The Australian dollar performed better than anticipated against the Greenback in the last quarter of 2015.
However, Michael Judge a Corporate Foreign Exchange Dealer at OFX (formerly OzForex), expects the local currency to continue to fall, albeit slower, over the first quarter of 2016.
Mr Judge notes that the Australian dollar was one of the best performing G10 currencies during Q4, 2015, when valued against the US dollar.
This was despite shedding 10.6 percent over the past 12 months.
The Australian dollar bounced from levels below the US 0.69c mark in early September, to close to US0.73c this week.
Withstanding oils capitulation and weakness across the broader energy sector, the New Year appears likely to offer a period of consolidation, says Mr Judge.
This will be followed by a continued bias toward further falls (albeit at a much slower pace to those witnessed over the past 12 months).

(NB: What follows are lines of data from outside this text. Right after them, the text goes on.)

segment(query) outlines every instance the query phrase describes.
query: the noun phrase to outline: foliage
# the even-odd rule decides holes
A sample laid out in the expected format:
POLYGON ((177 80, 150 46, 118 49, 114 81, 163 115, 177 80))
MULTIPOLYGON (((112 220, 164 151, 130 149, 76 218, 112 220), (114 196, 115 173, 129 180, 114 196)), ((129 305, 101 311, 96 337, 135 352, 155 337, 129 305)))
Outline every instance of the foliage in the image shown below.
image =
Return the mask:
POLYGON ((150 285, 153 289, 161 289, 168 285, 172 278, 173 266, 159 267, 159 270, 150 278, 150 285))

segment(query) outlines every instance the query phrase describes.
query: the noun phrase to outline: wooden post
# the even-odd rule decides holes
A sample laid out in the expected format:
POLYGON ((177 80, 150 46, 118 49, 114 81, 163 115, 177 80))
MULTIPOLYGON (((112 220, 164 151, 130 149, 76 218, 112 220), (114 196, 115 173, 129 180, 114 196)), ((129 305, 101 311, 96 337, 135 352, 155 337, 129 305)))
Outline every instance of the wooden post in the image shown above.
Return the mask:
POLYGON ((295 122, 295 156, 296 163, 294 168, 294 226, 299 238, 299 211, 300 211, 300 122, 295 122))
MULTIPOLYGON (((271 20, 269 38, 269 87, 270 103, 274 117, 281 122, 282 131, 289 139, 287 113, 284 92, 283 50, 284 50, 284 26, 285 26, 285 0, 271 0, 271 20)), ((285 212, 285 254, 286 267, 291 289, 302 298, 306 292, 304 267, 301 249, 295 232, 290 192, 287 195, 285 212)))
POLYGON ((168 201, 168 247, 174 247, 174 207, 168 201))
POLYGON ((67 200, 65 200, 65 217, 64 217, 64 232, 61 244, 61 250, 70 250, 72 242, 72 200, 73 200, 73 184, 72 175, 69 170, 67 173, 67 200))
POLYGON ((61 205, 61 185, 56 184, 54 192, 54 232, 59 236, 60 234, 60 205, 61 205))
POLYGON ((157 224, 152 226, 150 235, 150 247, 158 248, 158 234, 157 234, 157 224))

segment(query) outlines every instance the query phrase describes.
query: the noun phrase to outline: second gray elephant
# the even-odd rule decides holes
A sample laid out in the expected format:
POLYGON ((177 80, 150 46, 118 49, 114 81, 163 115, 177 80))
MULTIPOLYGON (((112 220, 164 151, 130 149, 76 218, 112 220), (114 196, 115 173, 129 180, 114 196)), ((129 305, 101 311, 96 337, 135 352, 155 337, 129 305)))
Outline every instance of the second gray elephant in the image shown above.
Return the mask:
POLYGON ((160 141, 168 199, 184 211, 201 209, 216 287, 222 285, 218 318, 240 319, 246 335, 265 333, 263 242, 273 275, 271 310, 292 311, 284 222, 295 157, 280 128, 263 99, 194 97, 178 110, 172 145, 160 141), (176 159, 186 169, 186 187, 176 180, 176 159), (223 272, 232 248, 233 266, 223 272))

Mr Judge notes domestic policy makers have dropped their aggressive dialogue against the local currency.
This suggests that Reserve Bank Governor Glenn Stevens is comfortable with the Aussie circulating around the US0.70c mark, he says.
Can resistance become support?
Unlikely, says Mr Judge.
With investors eyeing a big data set mid-week (building approvals, retail sales and trade numbers) all for the month of December, macro releases, even if positive aren’t likely to offer a strong enough backing to see the broad 0.7150 – 0.7350 range broken.
“As long as existing monetary policy expectations remain intact, we are still seeing some solid appeal to sell the Aussie when above 0.7320, favouring a higher degree of comfort when trading closer to 0.7250.”
Where is the US Dollar heading?
Notching up its third consecutive year worth of gains, the US Dollar Spot Index climbed by 8.9 percent in 2015.
This feat will be hard to match off the back of the US Federal Reserve’s first interest rate hike in December since 2006, Mr Judge says.
“Suggesting already that, Janet Yellen (head of the US Federal Reserve) favours a milder growth trajectory now ahead of steeper correction later, the projected four hikes this year is currently at odds to what’s being priced in.
“In what’s potentially the single most important component of broader forex markets this year, the mismatch between market pricing and Fed pricing means fundamentals will need to be strong, if this gap is to be breached.”